We observed that orbital exenteration as part of treatment protocols in some patients, played a crucial role in preventing mortality. All patients who underwent orbital exenteration survived during the 3-year follow-up period, even in cases of extensive orbital involvement. Research on ROCM patients in Peru demonstrated that survival analysis indicated a reduced likelihood of survival for those who did not undergo surgical intervention³⁸.

In our 3-year follow up, overall mortality rate was 44%, aligning with previous research about ROCM was done in Iran²⁵; Similar survival rates were reported a 40% survival rate in other studies on COVID-19 and ROCM^22,25. Mortality rates vary in the literature. The fatality rate of cases with ROCM are less than the other forms of mucormycosis systemic involvement³⁹. This is likely the result of the different forms of the disease, the challenging diagnosis, especially for pulmonary mucormycosis, and the association with either mild, moderate or severe COVID-19, which also affects mortality. In Europe, mortality ranges from 53.8 to 88%. But overall, the conclusive data on mucormycosis-related mortality are lacking in the literature and follow up periods are somehow short.[75] Delay in diagnosis may be an important prognostic factor related to the mortality.[75] Also, a shorter duration of antifungal therapy was linked to decreased patient survival. All patients who underwent orbital exenteration due to extensive orbital disease in our study survived during the 3-year follow-up period. Despite the aggressive nature of exenteration, these findings underscore the importance of timely and aggressive surgical intervention in patients with extensive orbital and intracranial involvement to enhance survival rates, particularly in developing countries. Our findings on the impact of orbital exenteration on survival diverged from a prior study conducted in India. The earlier study, using Kaplan-Meier survival analysis, indicated no survival advantage of exenteration at 3 and 6 months for CAM. This discrepancy might be attributed to a smaller sample size, a shorter follow-up period, or variations in postoperative care⁴⁰. The 10-year cohort study demonstrated that tailored surgical management of ROCM based on the impacted structures is crucial. This approach not only enhances patient survival but also takes into account aesthetic and functional outcomes⁴¹.

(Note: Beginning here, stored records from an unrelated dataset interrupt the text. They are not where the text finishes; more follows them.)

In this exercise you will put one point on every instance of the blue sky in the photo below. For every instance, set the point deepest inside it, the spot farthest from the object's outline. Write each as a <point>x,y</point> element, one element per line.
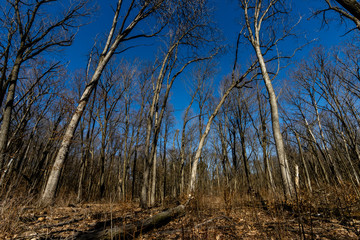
<point>226,15</point>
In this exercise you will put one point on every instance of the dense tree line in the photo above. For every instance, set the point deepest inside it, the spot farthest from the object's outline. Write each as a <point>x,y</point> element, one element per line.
<point>109,130</point>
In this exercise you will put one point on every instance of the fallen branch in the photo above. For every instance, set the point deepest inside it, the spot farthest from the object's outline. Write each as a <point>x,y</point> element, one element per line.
<point>130,231</point>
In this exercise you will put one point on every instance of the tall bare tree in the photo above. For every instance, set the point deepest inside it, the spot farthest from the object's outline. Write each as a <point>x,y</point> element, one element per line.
<point>260,15</point>
<point>30,32</point>
<point>122,28</point>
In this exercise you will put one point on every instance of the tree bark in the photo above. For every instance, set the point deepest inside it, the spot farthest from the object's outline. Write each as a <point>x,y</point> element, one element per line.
<point>130,231</point>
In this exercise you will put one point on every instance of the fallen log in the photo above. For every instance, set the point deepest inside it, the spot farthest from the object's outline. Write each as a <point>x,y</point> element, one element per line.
<point>130,231</point>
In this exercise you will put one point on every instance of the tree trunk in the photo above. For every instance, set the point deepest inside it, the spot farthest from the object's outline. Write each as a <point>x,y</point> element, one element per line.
<point>280,150</point>
<point>6,116</point>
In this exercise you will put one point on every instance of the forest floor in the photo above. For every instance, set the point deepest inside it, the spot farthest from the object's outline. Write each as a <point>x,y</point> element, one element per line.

However, it is difficult to determine the exact mortality rate of the COVID-19-related ROCM because the death might be due to other complications of COVID-19 in certain patients.[77].

Our study stands out due to its comprehensive 3-year follow-up of patients during the outbreak of ROCM in the context of the COVID-19 pandemic. Obtaining data from patients’ medical records posed challenges due to the majority being in the red zone of COVID-19-related hospitals, receiving oxygen therapy, or intubated. Consequently, gathering a comprehensive history and conducting physical examinations proved difficult, leading to incomplete information in the patient case sheets and missed cases of ROCM.